Today’s NoSQL database system can be a powerful tool for storing and processing large amounts of structured, semi-structured, and non-structured data.  When looking at NoSQL options, be sure that the one you choose can scale well, offers optimum reliability, performance consistency, and data consistency, and is easy to manage for your operations team.

About the Author

M.C. Srivas, Co-founder and CTO, MapR Technologies

Srivas ran one of the major search infrastructure teams at Google where GFS, BigTable and MapReduce were used extensively. He wanted to provide that powerful capability to everyone, and started MapR on his vision to build the next-generation platform for semi-structured big data. His strategy was to evolve Hadoop and bring simplicity of use, extreme speed and complete reliability to Hadoop users everywhere, and make it seamlessly easy for enterprises to use this powerful new way to get deep insights. That vision is shared by all at MapR. Srivas brings to MapR his experiences at Google, Spinnaker Networks, Transarc in building game-changing products that advance the state of the art.

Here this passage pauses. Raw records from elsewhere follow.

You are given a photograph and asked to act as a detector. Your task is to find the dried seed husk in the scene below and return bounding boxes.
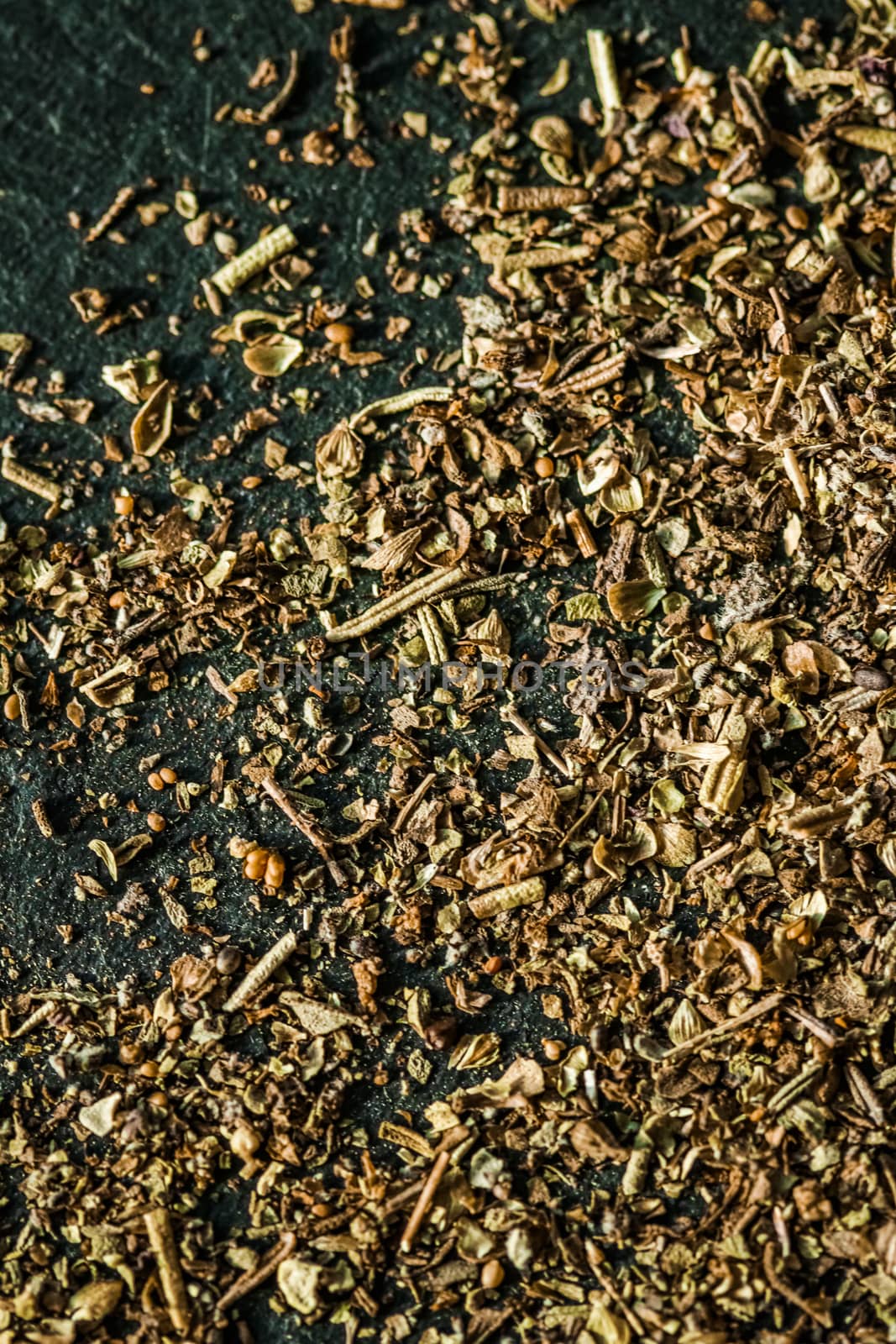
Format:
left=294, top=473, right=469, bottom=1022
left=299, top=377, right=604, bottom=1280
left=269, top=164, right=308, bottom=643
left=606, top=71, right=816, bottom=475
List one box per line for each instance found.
left=538, top=56, right=569, bottom=98
left=878, top=835, right=896, bottom=878
left=529, top=117, right=575, bottom=159
left=102, top=349, right=161, bottom=406
left=607, top=580, right=666, bottom=622
left=652, top=822, right=697, bottom=869
left=244, top=333, right=305, bottom=378
left=87, top=840, right=118, bottom=882
left=598, top=468, right=643, bottom=517
left=669, top=999, right=704, bottom=1046
left=804, top=145, right=841, bottom=206
left=448, top=1031, right=501, bottom=1070
left=130, top=379, right=175, bottom=457
left=314, top=421, right=364, bottom=480
left=834, top=125, right=896, bottom=155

Srivas was Chief Architect at Spinnaker Networks (now NTAP) which built the industry’s fastest single-box NAS filer, as well as the industry’s most scalable clustered filer. Previously, he managed the Andrew File System (AFS) engineering team at Transarc (now IBM). AFS is now standard classroom material in operating systems courses. While not writing code, Srivas enjoys playing tennis, badminton and volleyball. M.C. has an MS in Computer Science from University of Delaware, and a B.Tech. in electrical engineering from IIT Delhi.